How refreshing was it on Saturday night - and throughout the World Cup tournament - to see the women passing the ball around the back row when it seems all the All Blacks can do is kick it into touch time and time and time again.
It just highlights, doesn’t it, how boring they’ve become. So I see what my focus group yesterday was getting at, asking why the women would want to be lumped in with the All Blacks.
When I was watching that game on Saturday night, I remembered how the All Blacks used to play like the Black Ferns. Taking all sorts of risks.
Carlos Spencer, for example, almost throwing the ball away behind him - hoping there was someone there to catch it. And most times, there was. The All Blacks are nothing like that these days.
Nevertheless, rugby honchos still bang on about the All Blacks being the number one rugby brand in the world, don’t they?
Which might have stacked up a few years back when the All Blacks were genuinely exciting to watch. And when they pretty much smashed any team that took them on.
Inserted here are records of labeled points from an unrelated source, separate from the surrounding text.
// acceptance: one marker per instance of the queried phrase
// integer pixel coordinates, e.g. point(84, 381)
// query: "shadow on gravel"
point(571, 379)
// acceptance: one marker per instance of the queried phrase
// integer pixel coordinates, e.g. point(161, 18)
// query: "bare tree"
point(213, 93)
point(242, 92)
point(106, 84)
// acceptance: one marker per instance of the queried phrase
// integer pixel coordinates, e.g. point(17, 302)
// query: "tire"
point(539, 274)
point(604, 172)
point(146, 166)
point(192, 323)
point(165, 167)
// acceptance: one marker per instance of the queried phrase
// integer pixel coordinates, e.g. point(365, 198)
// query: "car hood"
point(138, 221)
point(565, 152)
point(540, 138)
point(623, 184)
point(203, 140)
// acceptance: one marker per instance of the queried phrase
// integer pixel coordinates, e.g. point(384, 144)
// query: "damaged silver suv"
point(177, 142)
I remember watching them play Scotland at Carisbrook in Dunedin back in the 90s, and the scoreline getting so ridiculously in favour of the All Blacks that I just wanted them to let Scotland get a few points on the board.
But they’re not exciting anymore. And they are certainly not dominant. They’re just boring to watch - and, at best, they scrape through games that - not all that long ago - they would’ve won convincingly.
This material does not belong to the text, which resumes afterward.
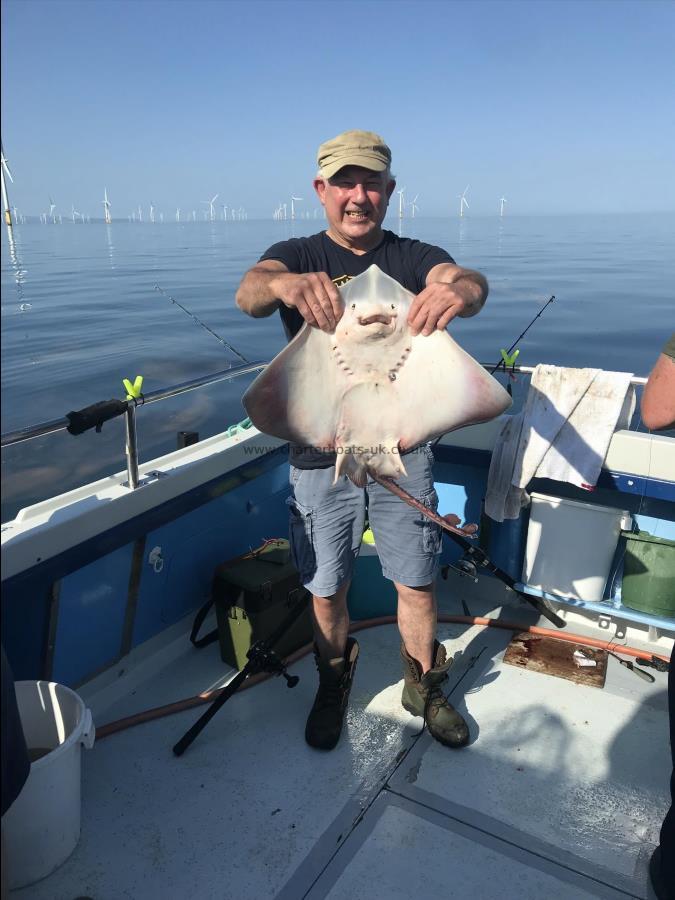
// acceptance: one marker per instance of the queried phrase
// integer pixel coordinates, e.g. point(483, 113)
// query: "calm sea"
point(80, 312)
And not only do I think that the women’s team deserve to be part of the All Blacks brand, I think they could actually be its saviour.
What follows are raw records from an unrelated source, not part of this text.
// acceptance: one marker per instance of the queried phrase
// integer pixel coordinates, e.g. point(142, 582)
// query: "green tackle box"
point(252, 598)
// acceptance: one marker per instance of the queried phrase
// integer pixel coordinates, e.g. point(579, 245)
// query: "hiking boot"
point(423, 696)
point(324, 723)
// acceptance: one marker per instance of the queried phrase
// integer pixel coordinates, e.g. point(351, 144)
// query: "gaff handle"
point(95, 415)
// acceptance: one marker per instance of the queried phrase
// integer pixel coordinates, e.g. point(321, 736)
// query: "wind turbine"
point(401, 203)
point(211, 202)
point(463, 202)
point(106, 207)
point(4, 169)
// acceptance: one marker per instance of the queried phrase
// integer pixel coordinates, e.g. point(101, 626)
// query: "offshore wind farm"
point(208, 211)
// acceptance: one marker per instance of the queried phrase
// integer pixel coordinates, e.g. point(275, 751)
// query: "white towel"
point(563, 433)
Because they’re the ones on top of the rugby world at the moment - unlike their male counterparts.
So this isn’t just about recognising the women. It’s about utilising their magic to bring some much-needed shine back to the All Blacks brand. Supposedly, the greatest rugby brand in the world.
And, surely, if it’s good enough to have the Sevens team known as the All Blacks and the Maori team known as the All Blacks - then it’s more than good enough to have the women’s team known as the All Blacks too.
As I’ve said to my kids time and time again, women’s sport is the future - particularly when it comes to attracting sponsorship money.
And I can see a day coming when the women’s team will be the golden ticket for New Zealand Rugby, as corporate sponsors fall over themselves to support women’s sport.
That is the future. Which is why I’m convinced that, if New Zealand Rugby wants to make the most of that spectacular win on Saturday night, it needs to ditch the Black Ferns brand and make the women’s team part of the All Blacks stable.
The Men’s All Blacks. The Maori All Blacks. The Sevens All Blacks. And the Women’s All Blacks.
But we can’t stop at a name-change. New Zealand Rugby also needs to start pouring a lot more money into women’s rugby. Investing in the national women’s team AND investing in girls’ rugby too. Because how many times do we get girls playing ripper rugby but then, as they get older, they find there are issues getting coaches for girls’ rugby and they get disillusioned and move on to other sports.
So I think New Zealand Rugby needs to pay a lot more than just lip service to women’s rugby. And, for me, that would be changing the Black Ferns name to the Women’s All Blacks. And ring-fencing funding specifically for girls’ and women’s rugby.
Both of those things make perfect sense. Well, they do to me.